Bis der Zoff um den America’s Cup vorbei ist, segelt Jochen Schümann mit den Überresten des Team Germany woanders

Die Außenalster verschwindet in einer grauen Suppe, aber Jochen Schümanns braunes Gesicht strahlt in den Räumen des Norddeutschen Regatta Vereins wie die Sonne über der Karibik. Keine Spur Zweifel und Depression, die die internationale Segelszene wegen der juristischen Dauerquerelen zwischen BMW/Oracle und Alinghi seit zehn Monaten lähmt. Der zweifache America’s-Cup-Sieger hat eine interessante Wandlung erlebt. Vom verbissenen, reservierten Sportler hin zum hyperaktiven Entwicklungshelfer für den deutschen Segelsport. Von dem wünscht er sich, dass er in Zukunft auf internationaler Ebene wieder eine Rolle spielen soll: „Es gab ja mal eine Zeit, als wir mit Booten wie Pinta, Rubin oder Container auf internationalem Parkett vorne mit dabei waren. Aber seitdem haben wir seglerisch und technisch den Anschluss verloren.“ Es ist eine der wenigen Male an diesem Tag, dass Schümann in Beschwörungs-Moll redet. Ansonsten bestimmt leuchtendes Dur die Vorstellung eines neuen Segelprojektes, das für Schümann ein Schritt in Richtung erfolgreiche Visionsumsetzung sein soll. Denn das eigentliche Zukunftsprojekt, das neue deutsche America’s-Cup-Team, war ja Ende März aufgelöst worden, weil niemand wusste, wann und unter welchen Bedingungen die bekannte Regatta das nächste Mal stattfinden wird.
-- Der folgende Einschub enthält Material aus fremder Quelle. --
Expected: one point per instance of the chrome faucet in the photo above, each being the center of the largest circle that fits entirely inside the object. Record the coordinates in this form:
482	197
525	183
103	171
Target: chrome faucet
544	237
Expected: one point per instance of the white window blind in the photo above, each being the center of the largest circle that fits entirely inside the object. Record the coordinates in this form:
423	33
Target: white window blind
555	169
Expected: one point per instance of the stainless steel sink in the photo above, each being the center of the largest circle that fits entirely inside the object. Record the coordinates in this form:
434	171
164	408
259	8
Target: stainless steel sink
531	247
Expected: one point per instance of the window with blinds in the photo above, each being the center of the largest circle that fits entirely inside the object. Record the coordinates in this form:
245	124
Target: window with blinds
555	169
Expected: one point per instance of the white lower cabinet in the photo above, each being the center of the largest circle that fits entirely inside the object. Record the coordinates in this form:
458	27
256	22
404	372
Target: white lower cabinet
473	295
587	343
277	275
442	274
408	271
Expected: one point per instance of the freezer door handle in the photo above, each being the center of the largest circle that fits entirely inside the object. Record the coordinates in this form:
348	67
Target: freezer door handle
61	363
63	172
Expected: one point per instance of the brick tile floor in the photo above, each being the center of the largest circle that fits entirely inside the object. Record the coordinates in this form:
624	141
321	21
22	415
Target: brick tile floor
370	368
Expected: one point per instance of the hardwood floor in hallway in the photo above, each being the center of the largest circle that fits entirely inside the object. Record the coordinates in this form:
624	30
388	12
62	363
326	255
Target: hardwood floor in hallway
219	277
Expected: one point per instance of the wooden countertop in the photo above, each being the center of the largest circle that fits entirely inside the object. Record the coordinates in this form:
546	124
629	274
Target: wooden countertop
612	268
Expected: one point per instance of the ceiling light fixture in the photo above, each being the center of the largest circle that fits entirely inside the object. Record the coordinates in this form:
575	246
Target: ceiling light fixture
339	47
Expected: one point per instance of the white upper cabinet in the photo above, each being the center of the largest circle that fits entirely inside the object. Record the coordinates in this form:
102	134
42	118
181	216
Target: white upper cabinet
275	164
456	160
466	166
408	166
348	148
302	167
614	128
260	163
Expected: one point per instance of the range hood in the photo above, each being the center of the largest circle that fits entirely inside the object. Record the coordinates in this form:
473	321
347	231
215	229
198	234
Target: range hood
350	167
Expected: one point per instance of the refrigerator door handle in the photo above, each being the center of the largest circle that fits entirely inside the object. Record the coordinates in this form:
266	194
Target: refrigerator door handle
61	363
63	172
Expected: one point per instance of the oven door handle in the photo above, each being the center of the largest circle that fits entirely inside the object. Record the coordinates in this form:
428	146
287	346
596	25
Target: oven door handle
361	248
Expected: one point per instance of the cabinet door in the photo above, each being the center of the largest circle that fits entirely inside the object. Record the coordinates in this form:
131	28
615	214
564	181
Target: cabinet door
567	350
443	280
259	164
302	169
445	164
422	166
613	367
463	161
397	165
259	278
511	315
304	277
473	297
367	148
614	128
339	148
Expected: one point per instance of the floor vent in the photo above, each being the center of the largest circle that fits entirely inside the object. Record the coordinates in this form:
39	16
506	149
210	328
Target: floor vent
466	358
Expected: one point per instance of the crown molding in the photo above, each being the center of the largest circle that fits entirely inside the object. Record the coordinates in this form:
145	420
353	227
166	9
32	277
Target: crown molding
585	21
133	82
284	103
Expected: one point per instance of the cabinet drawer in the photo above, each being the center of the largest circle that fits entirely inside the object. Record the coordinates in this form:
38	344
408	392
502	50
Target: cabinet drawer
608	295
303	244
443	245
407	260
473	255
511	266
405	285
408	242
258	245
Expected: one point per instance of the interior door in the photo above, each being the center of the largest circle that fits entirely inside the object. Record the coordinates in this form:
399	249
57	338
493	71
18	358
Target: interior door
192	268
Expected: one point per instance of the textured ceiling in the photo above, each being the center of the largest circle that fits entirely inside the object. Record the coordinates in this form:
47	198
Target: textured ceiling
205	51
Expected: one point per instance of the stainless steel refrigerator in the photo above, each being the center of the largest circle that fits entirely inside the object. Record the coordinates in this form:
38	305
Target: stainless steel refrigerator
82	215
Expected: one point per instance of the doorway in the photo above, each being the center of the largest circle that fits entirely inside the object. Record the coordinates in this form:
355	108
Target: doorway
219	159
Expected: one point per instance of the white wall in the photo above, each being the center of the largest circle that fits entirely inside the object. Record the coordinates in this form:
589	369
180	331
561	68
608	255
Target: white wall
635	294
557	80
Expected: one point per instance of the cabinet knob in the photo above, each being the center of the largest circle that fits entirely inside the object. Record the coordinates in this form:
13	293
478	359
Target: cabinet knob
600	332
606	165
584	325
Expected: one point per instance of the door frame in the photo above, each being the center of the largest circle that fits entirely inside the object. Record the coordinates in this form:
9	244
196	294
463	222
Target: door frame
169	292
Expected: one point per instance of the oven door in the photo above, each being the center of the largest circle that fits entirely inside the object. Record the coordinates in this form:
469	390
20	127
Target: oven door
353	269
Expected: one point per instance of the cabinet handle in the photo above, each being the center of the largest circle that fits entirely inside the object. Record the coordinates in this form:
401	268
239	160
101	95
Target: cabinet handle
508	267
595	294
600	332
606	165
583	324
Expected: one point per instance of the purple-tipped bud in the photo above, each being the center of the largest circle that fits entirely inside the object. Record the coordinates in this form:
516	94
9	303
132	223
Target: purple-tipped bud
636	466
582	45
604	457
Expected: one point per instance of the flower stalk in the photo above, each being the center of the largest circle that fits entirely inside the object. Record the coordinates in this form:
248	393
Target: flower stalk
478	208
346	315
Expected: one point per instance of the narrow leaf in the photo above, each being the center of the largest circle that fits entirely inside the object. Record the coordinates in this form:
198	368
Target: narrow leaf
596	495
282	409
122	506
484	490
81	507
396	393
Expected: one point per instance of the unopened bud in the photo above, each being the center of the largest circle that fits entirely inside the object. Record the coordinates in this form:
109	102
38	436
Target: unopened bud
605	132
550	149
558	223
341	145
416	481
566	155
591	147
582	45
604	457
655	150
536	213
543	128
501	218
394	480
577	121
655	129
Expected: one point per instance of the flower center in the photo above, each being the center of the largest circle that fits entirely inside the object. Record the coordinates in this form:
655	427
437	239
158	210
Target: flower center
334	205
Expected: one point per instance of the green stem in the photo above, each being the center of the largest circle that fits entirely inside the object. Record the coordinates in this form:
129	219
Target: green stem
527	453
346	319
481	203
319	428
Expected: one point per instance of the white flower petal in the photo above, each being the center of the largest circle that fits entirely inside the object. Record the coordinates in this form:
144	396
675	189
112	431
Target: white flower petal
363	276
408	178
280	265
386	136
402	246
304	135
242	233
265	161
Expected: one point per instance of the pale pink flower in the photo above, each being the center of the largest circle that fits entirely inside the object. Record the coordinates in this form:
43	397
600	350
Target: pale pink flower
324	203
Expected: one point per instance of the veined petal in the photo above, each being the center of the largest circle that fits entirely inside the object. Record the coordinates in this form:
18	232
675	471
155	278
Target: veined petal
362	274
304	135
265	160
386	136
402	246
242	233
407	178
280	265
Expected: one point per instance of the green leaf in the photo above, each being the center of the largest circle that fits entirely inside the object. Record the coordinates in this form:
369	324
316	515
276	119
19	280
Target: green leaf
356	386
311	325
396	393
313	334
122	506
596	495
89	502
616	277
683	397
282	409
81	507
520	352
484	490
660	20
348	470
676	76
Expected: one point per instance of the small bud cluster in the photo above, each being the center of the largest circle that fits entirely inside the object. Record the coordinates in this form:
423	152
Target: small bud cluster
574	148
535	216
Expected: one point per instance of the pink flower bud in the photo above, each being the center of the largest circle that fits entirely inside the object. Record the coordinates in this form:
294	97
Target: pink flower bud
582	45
Nun steigt Schümann als Steuermann und Ideengeber im Team mit dem Namen Platoon des Hamburger Immobilien-Maklers und Seglers Harm Müller-Spreer ein. Mitgebracht hat Schümann mit Audi nicht nur einen der Hauptsponsoren des deutschen Cup-Teams, sondern auch das Marketing-Team und eine Rumpf-Mannschaft: 13 Segler aus neun Nationen. Darunter wiederum sechs Deutsche, zum Beispiel Tim Kröger, der 2007 im südafrikanischen Cup-Team Shosholoza angestellt war. „Wir wissen noch nicht, wie es im Cup weiter geht“, sagt Schümann, „aber wir gehen nicht vor Gericht, sondern segeln.“ Eine Pause „wäre tödlich. Wir müssen die Zeit nutzen, um seglerisch und technisch am Ball zu bleiben. Die TP52-Regatten bieten dafür den bestmöglichen Weg, auch wenn man alles im ungefähren Maßstab 1:10 im Vergleich zum Cup sehen muss.“

Die TP52-Yachten wie die Platoon sind über 15 Meter lang, extrem leicht und schnell und mit einer 14-köpfigen Crew bestückt. Gesegelt wird unter anderem im „Med-Cup“, in dem 20 Teams aus zwölf Nationen zwischen Mai und September an sechs Mittelmeerstationen gegeneinander antreten werden. Gesponsert wird der Wettbewerb ebenfalls von Audi, das trotz der derzeit vertrackten Situation sein Engagement im Segelsport verstärkt und festigt. „Wir wissen alle, dass der Segelsport wegen der Ungewissheiten im Cup zurzeit nicht sonderlich gut dasteht“, sagte Bernd Qunizler, Leiter des Sportmarketings beim Ingolstädter Automobilhersteller, „aber wir sehen ein starkes Potenzial und sind deswegen sehr glücklich über diese Kooperation.“

Für viele hochkarätige Cup-Segler wird der „Med-Cup“ in diesem Jahr zur willkommenen Ersatzbeschäftigung. So wird der Neuseeländer Dean Barker, der im vergangenen Sommer noch im Cup-Finale gegen Alinghi unterlegen war, die Yacht des spanischen Königs Juan Carlos steuern. Außerdem wird der Cup-Streithahn BMW/Oracle mit seinem Super-Steuermann Russell Coutts ein Team ins Rennen schicken, was wohl indirekt zeigt, wie ruhig und gelassen das US-Team dem bevorstehenden Katamaran-Duell mit Alinghi im America’s Cup entgegen sieht. Die Schweizer dagegen haben kein TP52-Team aufgestellt.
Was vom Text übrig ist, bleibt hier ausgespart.